Adverse events occur in one in ten patients admitted to hospital, adding 13 – 17 per cent to healthcare costs. Up to 50 per cent of prescriptions for antibiotics are unnecessary. Between 12 and 56 per cent of visits to accident and emergency departments are inappropriate. The share that generic drugs have in the overall market ranges from 10 per cent to 80 per cent. Healthcare administration costs vary more than seven times.
As this - far from exhaustive - list illustrates, a significant proportion of health spending is wasteful or inappropriate. “I’d say one fifth overall is a defensible figure,” said Mark Pearson, deputy director of employment, labour and social affairs at the Organisation for Economic Cooperation and Development.
To rub salt in this rather large wound: “Much wasteful spending is actively bad for patients,” Pearson said.
At a time when budgets are under such pressure, it is alarming that 20 per cent of health expenditure makes no, or minimal, contribution to good health outcomes. In effect, governments could spend less on health care and still improve patients’ health.
Doing something about this requires a strategic approach that puts value at the core of the policy debate and patients at the centre of the restructuring of care. Change should be based on two basic principles: Stop doing things that are not effective, and adopt lower-cost treatments in place of ones that cost more, if they are likely to have equivalent effect.
Health ministers start to act
The fact that there is such a large variation in the uptake of generic drugs, antibiotic prescriptions, caesarean sections, knee replacements and other treatments in OECD member countries points to a huge potential to reduce waste, as was noted in the statement issued by OECD health ministers following their meeting in Paris January 17th to scope ‘Next generation health reforms’.
Ministers expressed concern that a significant fraction of health spending does not actually improve patient health, saying: “Large geographic variations in medical practice within our countries are not always due to differences in need or preferences, and policies should promote clinical best practice.”
Outlining the findings of the OECD report, ‘Tackling Wasteful Spending on Health’ in London earlier this month, Pearson said the large variation in the volume of services delivered cannot be medically justified.
“For example, a four-fold difference in the number of knee replacements across countries, and within countries a three-fold variation between regions, must be a sign of some wasteful clinical care,” he told health care professionals, hospital administrators and academics at the King’s Fund, a charity promoting improvements to healthcare
There are many more examples of inappropriate care. Better information is one way to deal with waste, Pearson said. As one case in point, there was a clear inflection point in the number of adverse events in New Zealand following the implementation of a national reporting system.
“This is a result of bringing the issue of poor care to the attention of clinicians,” said Pearson.
Setting down and enforcing clinical guidelines and protocols can play a role, as can behaviour-change campaigns. Antimicrobial stewardship campaigns in countries including Belgium and Finland have led to a fall in the number of prescriptions.
In addition, appropriate financial incentives and nudges, such as paying for a bundle of care, rather than individual elements, are starting to have an impact, reducing the number of readmissions to hospital.
Operational inefficiency
There are also examples of operational waste, such as unnecessary outpatient appointments, delays in discharging people from hospital and wide variations in admissions to hospital of people suffering exacerbations of a chronic disease – indicating inadequate primary care.
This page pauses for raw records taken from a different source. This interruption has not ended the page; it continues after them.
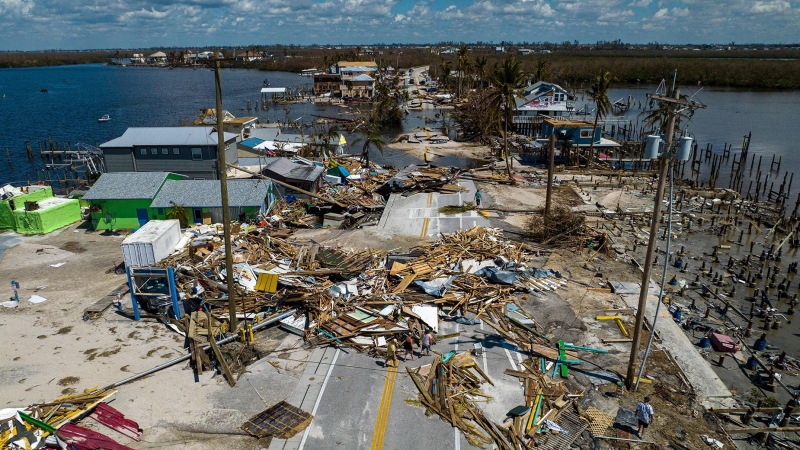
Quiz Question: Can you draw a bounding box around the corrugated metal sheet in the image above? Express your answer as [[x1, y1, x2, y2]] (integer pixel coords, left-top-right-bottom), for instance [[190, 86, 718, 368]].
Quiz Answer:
[[100, 127, 239, 149]]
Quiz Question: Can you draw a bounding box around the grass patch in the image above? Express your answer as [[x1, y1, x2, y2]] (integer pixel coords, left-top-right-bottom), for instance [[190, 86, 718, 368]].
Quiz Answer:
[[439, 202, 476, 216]]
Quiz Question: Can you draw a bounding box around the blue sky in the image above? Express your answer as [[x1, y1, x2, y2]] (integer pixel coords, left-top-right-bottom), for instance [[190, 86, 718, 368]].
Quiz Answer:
[[0, 0, 800, 50]]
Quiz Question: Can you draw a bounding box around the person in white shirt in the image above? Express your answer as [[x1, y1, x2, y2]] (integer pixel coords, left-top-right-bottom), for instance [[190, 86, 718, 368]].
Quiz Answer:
[[636, 397, 655, 439]]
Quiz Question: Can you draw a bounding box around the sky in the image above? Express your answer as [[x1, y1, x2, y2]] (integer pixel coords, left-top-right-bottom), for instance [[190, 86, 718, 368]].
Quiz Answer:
[[0, 0, 800, 50]]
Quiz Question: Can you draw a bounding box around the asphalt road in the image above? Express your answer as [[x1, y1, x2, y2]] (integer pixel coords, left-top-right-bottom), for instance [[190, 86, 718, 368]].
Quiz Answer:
[[378, 180, 491, 238], [269, 314, 524, 450]]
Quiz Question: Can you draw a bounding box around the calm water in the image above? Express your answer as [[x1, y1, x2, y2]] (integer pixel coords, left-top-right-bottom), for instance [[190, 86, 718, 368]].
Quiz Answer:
[[0, 65, 800, 186]]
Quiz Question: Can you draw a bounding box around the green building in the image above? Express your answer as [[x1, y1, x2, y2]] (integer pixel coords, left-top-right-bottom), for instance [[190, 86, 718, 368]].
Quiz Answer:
[[150, 179, 280, 224], [82, 172, 186, 230], [0, 185, 81, 234]]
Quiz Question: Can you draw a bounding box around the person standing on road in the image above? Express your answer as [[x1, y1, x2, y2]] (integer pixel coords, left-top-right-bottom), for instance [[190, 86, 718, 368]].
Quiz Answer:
[[419, 330, 436, 356], [403, 333, 414, 361], [383, 339, 397, 367], [636, 397, 655, 439]]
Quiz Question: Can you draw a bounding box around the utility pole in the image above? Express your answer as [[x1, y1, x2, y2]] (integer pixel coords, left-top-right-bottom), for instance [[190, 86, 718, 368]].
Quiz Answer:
[[625, 81, 706, 390], [214, 57, 238, 332], [544, 133, 563, 218]]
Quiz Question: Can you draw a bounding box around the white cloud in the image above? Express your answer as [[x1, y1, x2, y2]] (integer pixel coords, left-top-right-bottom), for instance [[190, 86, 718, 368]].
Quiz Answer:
[[0, 0, 34, 16]]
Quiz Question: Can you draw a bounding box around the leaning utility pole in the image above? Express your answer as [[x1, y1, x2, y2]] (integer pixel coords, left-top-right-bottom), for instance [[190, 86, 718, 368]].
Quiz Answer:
[[214, 58, 238, 333], [544, 133, 563, 219], [625, 81, 706, 390]]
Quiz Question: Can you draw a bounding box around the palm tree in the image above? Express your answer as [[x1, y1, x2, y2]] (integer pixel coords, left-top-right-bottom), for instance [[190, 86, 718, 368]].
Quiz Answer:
[[639, 90, 694, 133], [458, 45, 469, 98], [586, 71, 612, 167], [353, 121, 386, 166], [474, 56, 487, 88], [439, 61, 451, 89], [317, 125, 339, 157], [487, 56, 525, 183]]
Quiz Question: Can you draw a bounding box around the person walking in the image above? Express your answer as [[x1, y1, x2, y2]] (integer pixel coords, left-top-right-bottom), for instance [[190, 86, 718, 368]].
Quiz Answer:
[[636, 397, 655, 439], [403, 333, 414, 361], [419, 330, 436, 356], [383, 339, 397, 367]]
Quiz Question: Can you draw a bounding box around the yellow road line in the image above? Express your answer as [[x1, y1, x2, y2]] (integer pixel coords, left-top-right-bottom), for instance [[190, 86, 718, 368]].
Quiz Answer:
[[371, 362, 397, 450]]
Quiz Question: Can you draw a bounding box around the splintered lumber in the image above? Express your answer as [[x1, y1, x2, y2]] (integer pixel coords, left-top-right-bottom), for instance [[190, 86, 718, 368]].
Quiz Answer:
[[241, 401, 313, 439], [392, 273, 417, 294], [208, 311, 236, 387]]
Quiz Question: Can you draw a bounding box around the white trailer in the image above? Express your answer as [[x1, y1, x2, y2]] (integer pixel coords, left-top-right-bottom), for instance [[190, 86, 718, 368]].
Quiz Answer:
[[122, 220, 181, 267]]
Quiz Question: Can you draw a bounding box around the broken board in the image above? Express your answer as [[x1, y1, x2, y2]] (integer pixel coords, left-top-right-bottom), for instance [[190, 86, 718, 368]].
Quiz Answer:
[[241, 401, 313, 439]]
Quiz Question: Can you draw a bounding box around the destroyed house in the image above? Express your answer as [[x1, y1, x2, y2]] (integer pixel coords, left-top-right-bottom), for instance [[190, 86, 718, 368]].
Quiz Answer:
[[83, 172, 186, 230], [253, 158, 325, 196], [514, 81, 574, 136], [100, 126, 238, 180], [542, 117, 601, 147], [150, 180, 279, 224]]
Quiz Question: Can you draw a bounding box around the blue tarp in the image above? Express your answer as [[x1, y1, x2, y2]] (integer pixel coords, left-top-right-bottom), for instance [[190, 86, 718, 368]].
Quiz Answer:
[[414, 277, 456, 298], [475, 267, 522, 284]]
To target operational waste, Pearson suggested the promotion of day case surgery, bundling payments so hospitals are not paid for readmissions, and strengthening alternatives such as hospital at home services.
Although there is a seven-fold variation in the cost of administering health care systems in OECD countries, Pearson said this aspect is on the margins in terms of wasteful spending, with administration accounting for only three per cent of overall budgets. “Given the complexity, that doesn’t seem that high,” he said.
However, loss to fraud and error accounts for six per cent of healthcare expenditures, and this should be targeted. “Fraud is getting more attention, with moves to create specialised departments away from health ministries that are using data mining to identify anomalies,” said Pearson.
The public is one of the great unexploited resources in tackling wasteful spending in health, Pearson said. “Nearly all the data is based on clinicians, not on if patients feel they have better outcomes.”
The UK has gone further than most OECD countries in the adoption of patient-reported outcomes (PROs).
“I hope PROs become an internationally comparable system, to get patients’ perspectives at the centre,” said Pearson.